In the Hytime standard, there is a locator type called
fcsloc (finite coordinate system locator) that was applied
to page layout. But at the time, we discussed how the
same kinds of locators could be applied to conceptual
maps such as VSM produces. Things diverged into topic
maps but I suspect that they will converge again shortly
and as typical, in a simpler form. Using a VSM approach
to generate a first cut or tunable topic map isn't that
far-fetched.
len
From: Bob Wyman [mailto:bob@wyman.us]
Claude L Bullard wrote:
>I like this part:
> "One interesting development worth noting, however, has to do
> with the integration of database systems and file systems..."
This is a "development"? Doesn't anyone remember VAX/VMS? It had RMS
(Records Management System) which presented the user with a choice of file
types: sequential, block I/O, record oriented, indexed, etc. All built-in.

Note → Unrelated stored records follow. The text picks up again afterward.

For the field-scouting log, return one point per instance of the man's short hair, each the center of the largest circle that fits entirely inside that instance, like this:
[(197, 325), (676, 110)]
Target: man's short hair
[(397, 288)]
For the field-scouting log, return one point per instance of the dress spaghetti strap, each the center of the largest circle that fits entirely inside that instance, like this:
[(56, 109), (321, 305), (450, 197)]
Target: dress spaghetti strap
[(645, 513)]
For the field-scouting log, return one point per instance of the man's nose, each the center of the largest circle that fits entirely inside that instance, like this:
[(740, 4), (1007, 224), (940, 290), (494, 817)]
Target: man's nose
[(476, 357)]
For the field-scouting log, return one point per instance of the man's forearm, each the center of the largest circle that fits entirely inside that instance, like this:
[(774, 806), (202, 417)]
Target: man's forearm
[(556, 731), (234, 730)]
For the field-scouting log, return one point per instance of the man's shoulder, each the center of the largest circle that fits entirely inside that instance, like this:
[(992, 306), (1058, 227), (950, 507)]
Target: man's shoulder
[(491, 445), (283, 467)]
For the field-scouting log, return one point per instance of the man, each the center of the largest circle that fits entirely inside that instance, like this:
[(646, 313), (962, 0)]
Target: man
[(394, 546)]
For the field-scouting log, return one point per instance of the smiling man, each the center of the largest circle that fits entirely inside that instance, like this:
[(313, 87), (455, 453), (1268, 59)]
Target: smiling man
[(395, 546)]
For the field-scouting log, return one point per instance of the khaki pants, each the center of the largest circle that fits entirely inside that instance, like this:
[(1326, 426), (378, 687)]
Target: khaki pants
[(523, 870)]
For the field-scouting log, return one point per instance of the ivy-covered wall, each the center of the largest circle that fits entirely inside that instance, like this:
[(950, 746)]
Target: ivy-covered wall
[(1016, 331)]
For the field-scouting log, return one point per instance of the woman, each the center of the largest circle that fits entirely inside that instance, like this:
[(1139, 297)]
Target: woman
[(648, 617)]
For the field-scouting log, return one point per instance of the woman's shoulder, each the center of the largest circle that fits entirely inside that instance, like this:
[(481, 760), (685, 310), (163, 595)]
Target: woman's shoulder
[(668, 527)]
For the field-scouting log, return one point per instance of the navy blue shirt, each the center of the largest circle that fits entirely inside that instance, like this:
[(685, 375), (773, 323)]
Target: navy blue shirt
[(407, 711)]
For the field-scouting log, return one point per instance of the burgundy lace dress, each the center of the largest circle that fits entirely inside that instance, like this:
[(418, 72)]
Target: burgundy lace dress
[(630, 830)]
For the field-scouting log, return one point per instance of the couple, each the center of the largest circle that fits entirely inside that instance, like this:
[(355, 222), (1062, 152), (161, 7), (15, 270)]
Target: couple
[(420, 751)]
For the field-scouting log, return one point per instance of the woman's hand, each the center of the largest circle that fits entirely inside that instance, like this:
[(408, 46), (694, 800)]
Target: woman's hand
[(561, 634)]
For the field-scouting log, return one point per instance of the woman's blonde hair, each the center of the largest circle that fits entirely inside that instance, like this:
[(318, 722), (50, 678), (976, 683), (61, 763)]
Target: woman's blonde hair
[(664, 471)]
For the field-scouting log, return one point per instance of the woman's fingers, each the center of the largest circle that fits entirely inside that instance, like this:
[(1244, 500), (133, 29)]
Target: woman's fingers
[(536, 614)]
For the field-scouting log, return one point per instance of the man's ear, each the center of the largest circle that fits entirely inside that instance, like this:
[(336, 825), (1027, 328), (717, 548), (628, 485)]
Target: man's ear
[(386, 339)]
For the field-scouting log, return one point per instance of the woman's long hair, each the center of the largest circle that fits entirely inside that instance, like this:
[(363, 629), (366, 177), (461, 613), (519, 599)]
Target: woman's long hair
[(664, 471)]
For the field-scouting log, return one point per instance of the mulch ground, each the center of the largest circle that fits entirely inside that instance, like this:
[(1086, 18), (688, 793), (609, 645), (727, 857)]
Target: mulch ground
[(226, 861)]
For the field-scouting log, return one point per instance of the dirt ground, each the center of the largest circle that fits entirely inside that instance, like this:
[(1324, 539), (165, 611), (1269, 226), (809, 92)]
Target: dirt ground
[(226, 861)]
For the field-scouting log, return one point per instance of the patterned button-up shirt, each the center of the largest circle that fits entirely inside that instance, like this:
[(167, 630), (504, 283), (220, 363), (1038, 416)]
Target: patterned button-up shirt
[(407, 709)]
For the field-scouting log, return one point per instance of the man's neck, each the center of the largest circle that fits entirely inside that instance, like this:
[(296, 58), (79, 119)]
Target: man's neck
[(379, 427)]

Having indexed ISAM files as a core function of the operating system was a
wonderful thing...
I remember meetings in the mid-80s when we were seriously
considering bundling a stripped down version of RDB (our relational
database) as a component of the VMS operating system as well. The thinking
was that since we could see how all of our application products would be
enhanced if they used RDB for data storage, it might make it easier for us
to build and ship products if developers could simply assume that there was
an RDBMS available on every platform.